Communicating clearly about pay equity is nearly 13 times as important for employee retention and engagement as talking about “high levels of pay and benefits,” according to a March 14 report from The Josh Bersin Co., a human capital advisory firm.
Although equal pay for equal work may appear straightforward, most companies still struggle to meet the goal. About 71% of executives say pay equity is a critical component of their business and people strategy, yet 95% of companies are failing to achieve pay equity maturity, and only 14% have allocated budget and staff to address the challenge, according to the report.
“While most companies know they must increase pay during times of inflation, they do not understand the problems they create when people feel the system is unfair,” Josh Bersin, global industry analyst and CEO of The Josh Bersin Co., said in a statement.
“Most employees know that they are paid for performance, but when they perceive unfair practices (due to bias, racism, sexism, or simple politics), they lose confidence in the company and their sense of trust is damaged,” he said. “The result is more politics, turnover, and low levels of engagement.”
Bersin and colleagues examined 448 companies internationally to better understand pay equity and its effects. They found that pay equity touches all areas of the employee life cycle — including hiring, development, performance management, promotion, succession management, and leadership development. It also requires active communication and change management.
Among the 5% of companies with effective pay equity policies, several outcomes were noticeable. They were 1.6 times more likely to meet or exceed financial targets, 2.1 times more likely to attract the talent they need, and 1.7 times more likely to innovate effectively.
However, the other 95% have recurring issues with pay equity and employee experience. These companies tend to overlook the issue until a legal, compliance or reputational risk arises, or they approach pay equity in a piecemeal way with sporadic projects, according to the report.
Importantly, the report found, only 21% of companies appear to listen to employee feedback around pay equity. In addition, only 15% are willing to communicate the required information to address the pay equity issue.
Beyond that, new technologies that can help identify pay inequities aren’t utilized well. About 15% of companies said they were actively using data and equity platforms to find problems.
“The problem goes beyond bias,” Bersin said. “Companies have to discuss what ‘equity’ really means and what criteria will be used for bonuses, rewards and raises.”
The U.S. has aimed for pay equity since the passage of the 1963 Equal Pay Act, which banned overt policies and practices that paid women and men different amounts for equal work. Since then, additional federal legislation has expanded the focus to encompass race, national origin and other protected groups. All 50 states have passed or enhanced their own policies as well, the report noted.
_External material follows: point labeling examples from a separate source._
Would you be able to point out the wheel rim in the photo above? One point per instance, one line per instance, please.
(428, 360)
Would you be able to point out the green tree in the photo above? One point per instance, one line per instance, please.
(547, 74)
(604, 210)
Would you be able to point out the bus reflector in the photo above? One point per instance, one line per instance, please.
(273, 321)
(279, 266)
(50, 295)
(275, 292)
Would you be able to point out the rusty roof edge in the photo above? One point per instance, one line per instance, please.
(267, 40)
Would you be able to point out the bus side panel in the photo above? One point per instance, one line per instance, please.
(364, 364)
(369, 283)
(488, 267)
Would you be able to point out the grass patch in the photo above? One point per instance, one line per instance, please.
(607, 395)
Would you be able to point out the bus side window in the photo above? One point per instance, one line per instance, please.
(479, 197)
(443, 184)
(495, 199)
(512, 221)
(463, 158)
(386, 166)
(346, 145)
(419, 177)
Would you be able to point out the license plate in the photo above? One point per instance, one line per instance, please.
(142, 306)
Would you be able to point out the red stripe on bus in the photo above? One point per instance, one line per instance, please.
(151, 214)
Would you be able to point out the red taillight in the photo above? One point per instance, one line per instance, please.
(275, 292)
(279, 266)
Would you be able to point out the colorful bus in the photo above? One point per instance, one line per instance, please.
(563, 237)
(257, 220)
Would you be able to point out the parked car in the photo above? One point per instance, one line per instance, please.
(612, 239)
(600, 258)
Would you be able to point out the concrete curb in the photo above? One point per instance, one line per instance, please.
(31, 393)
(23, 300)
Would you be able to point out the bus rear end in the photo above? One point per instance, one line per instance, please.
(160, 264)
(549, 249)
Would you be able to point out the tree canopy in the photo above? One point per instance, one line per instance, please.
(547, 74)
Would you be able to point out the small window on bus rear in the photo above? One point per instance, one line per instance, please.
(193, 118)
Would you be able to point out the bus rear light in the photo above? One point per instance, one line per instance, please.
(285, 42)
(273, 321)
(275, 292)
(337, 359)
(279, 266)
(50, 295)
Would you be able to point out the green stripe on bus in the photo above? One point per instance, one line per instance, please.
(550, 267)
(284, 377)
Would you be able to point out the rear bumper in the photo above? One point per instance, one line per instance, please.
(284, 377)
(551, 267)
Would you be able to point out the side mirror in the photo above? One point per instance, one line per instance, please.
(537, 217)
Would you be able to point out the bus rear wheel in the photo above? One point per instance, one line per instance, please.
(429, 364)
In recent years, more executives have focused on the issue of pay equity due to increasing legal pressures and major lawsuits, such as Google’s $118 million settlement, The Josh Bersin Co. noted. Companies such as Patagonia, Microsoft, and Adidas have shifted from a focus on performance-related pay and emphasized equity across organizational decision-making.
Other recent research has found that more organizations are addressing pay equity issues, including the racial pay gap between White and non-White workers.
A key component of that requires pay transparency, as well as making pay equity a core responsibility of compensation.